Differential and Overlapping Pattern of Foxp1 and Foxp2 Expression in the Striatum of Adult Mouse Brain

Genetic mutations of FOXP1 and FOXP2 are associated with neurodevelopmental diseases. It is important to characterize the cell types that express Foxp1 and Foxp2 in the brain. Foxp1 and Foxp2 are expressed at high levels in the striatum of mouse brains. There are two populations of striatal projection neurons (SPNs), dopamine D1 receptor (D1R)-expressing striatonigral neurons and D2 receptor (D2R)-expressing striatopallidal neurons.
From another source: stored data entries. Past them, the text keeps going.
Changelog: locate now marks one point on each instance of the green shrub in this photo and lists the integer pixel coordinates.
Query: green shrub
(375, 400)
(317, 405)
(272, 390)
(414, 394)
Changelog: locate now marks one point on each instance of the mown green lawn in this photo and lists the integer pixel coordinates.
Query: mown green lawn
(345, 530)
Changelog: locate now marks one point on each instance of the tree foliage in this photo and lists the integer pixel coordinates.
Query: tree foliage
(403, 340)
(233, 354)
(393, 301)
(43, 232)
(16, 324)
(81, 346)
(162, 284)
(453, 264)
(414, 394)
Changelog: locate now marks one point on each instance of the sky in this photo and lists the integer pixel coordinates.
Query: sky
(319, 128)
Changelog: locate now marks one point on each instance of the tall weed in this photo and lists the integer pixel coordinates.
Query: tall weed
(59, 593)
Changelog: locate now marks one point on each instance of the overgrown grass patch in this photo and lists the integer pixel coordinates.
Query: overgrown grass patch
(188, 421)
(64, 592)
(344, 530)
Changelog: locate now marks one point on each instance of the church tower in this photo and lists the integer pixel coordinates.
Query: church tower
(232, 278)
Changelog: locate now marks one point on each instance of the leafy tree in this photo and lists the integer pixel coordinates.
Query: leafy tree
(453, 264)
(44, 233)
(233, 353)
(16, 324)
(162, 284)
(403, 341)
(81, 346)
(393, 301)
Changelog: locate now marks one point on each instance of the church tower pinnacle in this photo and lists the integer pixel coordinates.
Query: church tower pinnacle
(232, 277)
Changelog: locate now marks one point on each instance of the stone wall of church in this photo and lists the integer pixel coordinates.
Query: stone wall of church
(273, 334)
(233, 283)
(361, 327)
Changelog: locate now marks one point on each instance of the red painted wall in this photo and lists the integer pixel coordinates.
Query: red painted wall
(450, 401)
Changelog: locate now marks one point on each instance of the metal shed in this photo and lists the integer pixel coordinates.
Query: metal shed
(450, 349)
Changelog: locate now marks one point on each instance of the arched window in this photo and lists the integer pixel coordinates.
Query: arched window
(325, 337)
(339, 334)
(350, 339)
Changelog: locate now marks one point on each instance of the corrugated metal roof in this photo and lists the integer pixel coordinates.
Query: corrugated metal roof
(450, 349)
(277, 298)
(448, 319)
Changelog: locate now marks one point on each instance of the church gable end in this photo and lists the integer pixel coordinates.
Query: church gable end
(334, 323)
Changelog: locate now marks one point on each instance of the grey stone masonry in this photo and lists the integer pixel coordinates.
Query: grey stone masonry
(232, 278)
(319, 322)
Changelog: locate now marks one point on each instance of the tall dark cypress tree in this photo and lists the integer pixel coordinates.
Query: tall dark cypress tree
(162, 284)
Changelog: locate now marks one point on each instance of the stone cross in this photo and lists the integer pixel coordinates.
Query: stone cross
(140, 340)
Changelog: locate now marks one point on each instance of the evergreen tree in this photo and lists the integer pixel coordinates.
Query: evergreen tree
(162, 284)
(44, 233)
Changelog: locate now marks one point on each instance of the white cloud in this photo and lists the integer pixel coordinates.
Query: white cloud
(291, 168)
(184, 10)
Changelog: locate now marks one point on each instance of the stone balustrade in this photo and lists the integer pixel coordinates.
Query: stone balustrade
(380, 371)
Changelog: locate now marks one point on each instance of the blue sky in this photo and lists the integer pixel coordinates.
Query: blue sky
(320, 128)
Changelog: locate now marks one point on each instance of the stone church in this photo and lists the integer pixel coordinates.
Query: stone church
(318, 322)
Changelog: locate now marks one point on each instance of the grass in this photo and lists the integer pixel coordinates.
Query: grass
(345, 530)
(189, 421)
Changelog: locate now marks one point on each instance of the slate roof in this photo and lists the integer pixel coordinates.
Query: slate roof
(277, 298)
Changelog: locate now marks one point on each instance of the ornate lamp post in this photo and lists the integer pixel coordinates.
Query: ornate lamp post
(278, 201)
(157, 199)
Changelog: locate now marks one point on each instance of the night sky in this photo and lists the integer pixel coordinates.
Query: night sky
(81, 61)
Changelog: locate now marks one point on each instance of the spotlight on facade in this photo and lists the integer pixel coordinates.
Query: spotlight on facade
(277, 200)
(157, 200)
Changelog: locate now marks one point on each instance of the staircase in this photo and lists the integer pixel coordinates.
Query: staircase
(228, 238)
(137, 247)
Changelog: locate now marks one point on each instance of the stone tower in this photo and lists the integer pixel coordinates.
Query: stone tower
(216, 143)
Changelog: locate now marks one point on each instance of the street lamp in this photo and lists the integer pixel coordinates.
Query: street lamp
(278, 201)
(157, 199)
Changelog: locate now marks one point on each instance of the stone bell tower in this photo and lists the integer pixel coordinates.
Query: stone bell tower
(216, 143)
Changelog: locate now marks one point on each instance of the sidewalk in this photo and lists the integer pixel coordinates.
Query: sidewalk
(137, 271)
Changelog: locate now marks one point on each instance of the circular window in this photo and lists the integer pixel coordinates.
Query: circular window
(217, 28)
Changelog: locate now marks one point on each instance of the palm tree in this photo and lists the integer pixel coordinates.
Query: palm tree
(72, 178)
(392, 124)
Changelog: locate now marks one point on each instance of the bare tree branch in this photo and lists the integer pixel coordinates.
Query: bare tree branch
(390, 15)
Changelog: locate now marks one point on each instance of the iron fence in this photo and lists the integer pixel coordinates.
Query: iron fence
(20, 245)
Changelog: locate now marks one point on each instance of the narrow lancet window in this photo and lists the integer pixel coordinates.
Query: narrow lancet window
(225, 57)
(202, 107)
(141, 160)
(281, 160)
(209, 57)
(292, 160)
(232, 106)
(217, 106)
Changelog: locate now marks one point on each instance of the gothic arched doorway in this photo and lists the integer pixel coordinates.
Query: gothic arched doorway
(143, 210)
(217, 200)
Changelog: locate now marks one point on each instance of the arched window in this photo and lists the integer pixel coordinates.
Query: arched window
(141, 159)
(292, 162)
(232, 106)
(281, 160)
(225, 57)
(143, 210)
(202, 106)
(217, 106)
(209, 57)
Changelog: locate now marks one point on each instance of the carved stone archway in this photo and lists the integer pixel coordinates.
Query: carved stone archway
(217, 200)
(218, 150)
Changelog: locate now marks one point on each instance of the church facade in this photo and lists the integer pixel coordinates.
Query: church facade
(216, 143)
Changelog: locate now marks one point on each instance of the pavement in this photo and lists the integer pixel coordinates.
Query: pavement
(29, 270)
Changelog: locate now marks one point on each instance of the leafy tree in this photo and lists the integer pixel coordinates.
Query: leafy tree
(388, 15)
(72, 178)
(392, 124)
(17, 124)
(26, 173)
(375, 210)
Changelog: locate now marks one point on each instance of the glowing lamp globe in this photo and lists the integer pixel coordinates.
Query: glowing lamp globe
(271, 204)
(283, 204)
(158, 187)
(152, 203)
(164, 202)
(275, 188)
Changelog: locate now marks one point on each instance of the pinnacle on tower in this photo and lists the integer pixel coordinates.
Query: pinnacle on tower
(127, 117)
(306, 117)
In addition to SPNs, there are different types of striatal interneurons. Here, we quantitatively analyze the expression pattern of Foxp1 and Foxp2 with respect to specific cell types of projection neurons and interneurons in the striatum of adult mouse brains. Double immunostaining and in situ hybridization showed that Foxp1 and Foxp2 were specifically expressed in SPNs, but not in interneurons. For Foxp1, 50-57% of Foxp1-positive neurons co-expressed D1R mRNA, and 45-52% of Foxp1-positive neurons co-expressed D2R mRNA in the striatum at rostrocaudal levels. For Foxp2, 65-77% of Foxp2-positive neurons co-expressed D1R mRNA, and 21-26% of Foxp2-positive neurons co-expressed D2R mRNA in the striatum at rostrocaudal levels. Neither Foxp1 nor Foxp2 was found to co-localize with parvalbumin, somatostatin, nNOS, calretinin and ChAT in interneurons of the striatum. Moreover, none of parvalbumin-, somatostatin-, nNOS-, and calretinin-positive interneurons co-expressed Foxp1 or Foxp2 in the cerebral cortex. As Foxp1 and Foxp2 can form heterodimers for transcriptional regulation, the differential and overlapping expression pattern of Foxp1 and Foxp2 in SPNs implicates coordinate and distinct roles of Foxp1 and Foxp2 in developmental construction and physiologic functions of striatal circuits in the brain.